Het kabinet wil ondernemers stimuleren om tijdens de coronacrisis nieuwe bedrijfsmiddelen aan te schaffen en geplande investeringen naar voren te halen. Per 1 januari 2021 wordt daarom de Baangerelateerde Investeringskorting (BIK) ingevoerd. Gezien alle bezwaren die deze regeling met zich meebrengt, verwacht ik dat de BIK haar doel voorbij zal schieten.

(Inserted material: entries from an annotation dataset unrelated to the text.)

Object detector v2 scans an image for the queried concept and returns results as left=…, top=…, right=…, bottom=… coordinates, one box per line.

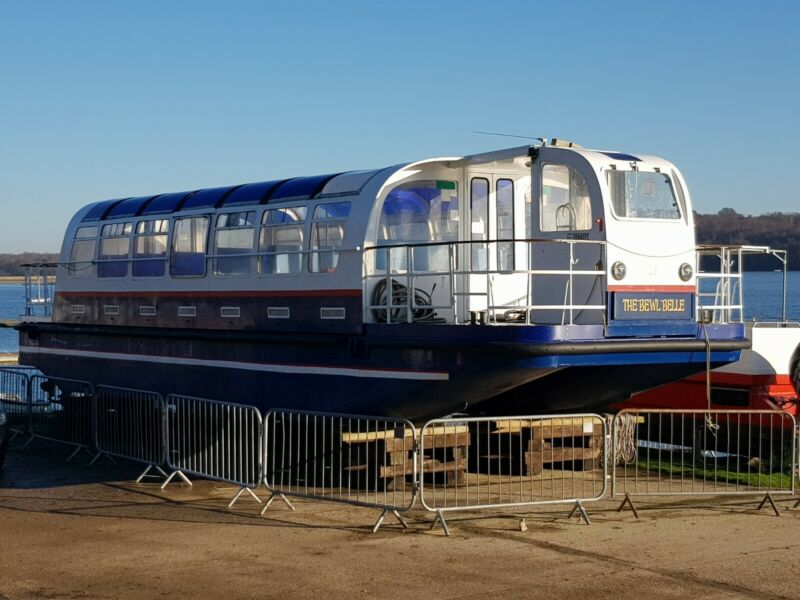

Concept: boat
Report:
left=18, top=140, right=749, bottom=421
left=615, top=245, right=800, bottom=428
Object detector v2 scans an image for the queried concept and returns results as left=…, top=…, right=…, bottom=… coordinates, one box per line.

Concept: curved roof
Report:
left=82, top=169, right=381, bottom=222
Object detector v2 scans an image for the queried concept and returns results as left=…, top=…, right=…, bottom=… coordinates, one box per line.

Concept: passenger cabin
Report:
left=53, top=144, right=697, bottom=337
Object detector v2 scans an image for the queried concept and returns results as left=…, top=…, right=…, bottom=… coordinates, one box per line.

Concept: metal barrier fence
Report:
left=28, top=375, right=94, bottom=462
left=0, top=367, right=31, bottom=439
left=419, top=414, right=608, bottom=535
left=261, top=409, right=417, bottom=532
left=611, top=409, right=797, bottom=517
left=162, top=394, right=263, bottom=508
left=92, top=385, right=167, bottom=483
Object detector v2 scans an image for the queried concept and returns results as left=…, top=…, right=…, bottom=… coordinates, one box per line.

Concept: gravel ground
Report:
left=0, top=448, right=800, bottom=600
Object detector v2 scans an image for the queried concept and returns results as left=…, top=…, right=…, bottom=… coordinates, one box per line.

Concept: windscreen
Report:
left=608, top=171, right=681, bottom=219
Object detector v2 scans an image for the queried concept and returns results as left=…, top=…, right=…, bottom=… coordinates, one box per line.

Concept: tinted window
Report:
left=308, top=202, right=350, bottom=273
left=133, top=219, right=169, bottom=277
left=259, top=206, right=306, bottom=274
left=495, top=179, right=514, bottom=271
left=539, top=165, right=592, bottom=231
left=169, top=217, right=208, bottom=277
left=608, top=171, right=681, bottom=219
left=214, top=211, right=256, bottom=275
left=97, top=223, right=131, bottom=277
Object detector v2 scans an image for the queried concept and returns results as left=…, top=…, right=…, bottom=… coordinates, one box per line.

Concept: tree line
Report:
left=0, top=208, right=800, bottom=276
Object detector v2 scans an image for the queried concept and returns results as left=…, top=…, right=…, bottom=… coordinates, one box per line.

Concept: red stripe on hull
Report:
left=56, top=290, right=361, bottom=298
left=608, top=285, right=695, bottom=293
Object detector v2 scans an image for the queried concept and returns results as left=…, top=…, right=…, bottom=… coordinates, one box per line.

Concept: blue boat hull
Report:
left=20, top=324, right=746, bottom=421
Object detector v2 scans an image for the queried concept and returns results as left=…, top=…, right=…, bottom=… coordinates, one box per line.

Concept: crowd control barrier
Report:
left=611, top=409, right=797, bottom=517
left=0, top=368, right=31, bottom=439
left=419, top=414, right=608, bottom=535
left=92, top=385, right=167, bottom=483
left=261, top=409, right=417, bottom=532
left=162, top=394, right=263, bottom=508
left=28, top=374, right=94, bottom=462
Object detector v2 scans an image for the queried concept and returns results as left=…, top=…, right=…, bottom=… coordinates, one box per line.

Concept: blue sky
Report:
left=0, top=0, right=800, bottom=252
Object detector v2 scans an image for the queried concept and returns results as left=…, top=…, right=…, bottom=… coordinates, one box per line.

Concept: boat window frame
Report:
left=258, top=204, right=310, bottom=277
left=66, top=225, right=100, bottom=278
left=307, top=199, right=353, bottom=273
left=532, top=161, right=594, bottom=234
left=131, top=216, right=172, bottom=279
left=469, top=175, right=492, bottom=271
left=494, top=177, right=516, bottom=271
left=598, top=168, right=688, bottom=223
left=209, top=207, right=259, bottom=277
left=97, top=221, right=133, bottom=279
left=169, top=214, right=211, bottom=279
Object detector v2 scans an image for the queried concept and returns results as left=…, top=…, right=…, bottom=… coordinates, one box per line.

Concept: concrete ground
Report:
left=0, top=447, right=800, bottom=600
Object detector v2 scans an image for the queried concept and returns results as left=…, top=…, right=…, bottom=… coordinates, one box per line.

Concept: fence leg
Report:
left=261, top=492, right=296, bottom=517
left=161, top=471, right=192, bottom=490
left=228, top=486, right=263, bottom=508
left=372, top=508, right=408, bottom=533
left=567, top=500, right=592, bottom=525
left=136, top=465, right=167, bottom=483
left=756, top=492, right=780, bottom=517
left=431, top=509, right=450, bottom=537
left=89, top=450, right=117, bottom=467
left=617, top=492, right=639, bottom=519
left=64, top=446, right=94, bottom=465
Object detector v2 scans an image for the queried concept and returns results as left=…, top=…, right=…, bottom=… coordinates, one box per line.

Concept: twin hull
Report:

Afdrachtvermindering loonheffing
Met de BIK kunnen ondernemers onder bepaalde voorwaarden een deel van hun investeringen verrekenen met hun loonheffingen. Voor investeringen tot en met € 5 miljoen geldt dat 3% van de investering in mindering kan worden gebracht op de loonheffingen. Voor grotere investeringen is dit 2,44% voor het deel boven de € 5 miljoen. Door de investeringskorting te koppelen aan de afdracht van loonheffingen, kunnen ook ondernemingen die nu verlies leiden profijt van deze regeling hebben. Voor alle aanvragen geldt een ondergrens van € 1.500 per bedrijfsmiddel en € 20.000 per aanvraag. Het kabinet verwacht dat circa 60% van de BIK-afdrachtvermindering terecht komt bij het MKB.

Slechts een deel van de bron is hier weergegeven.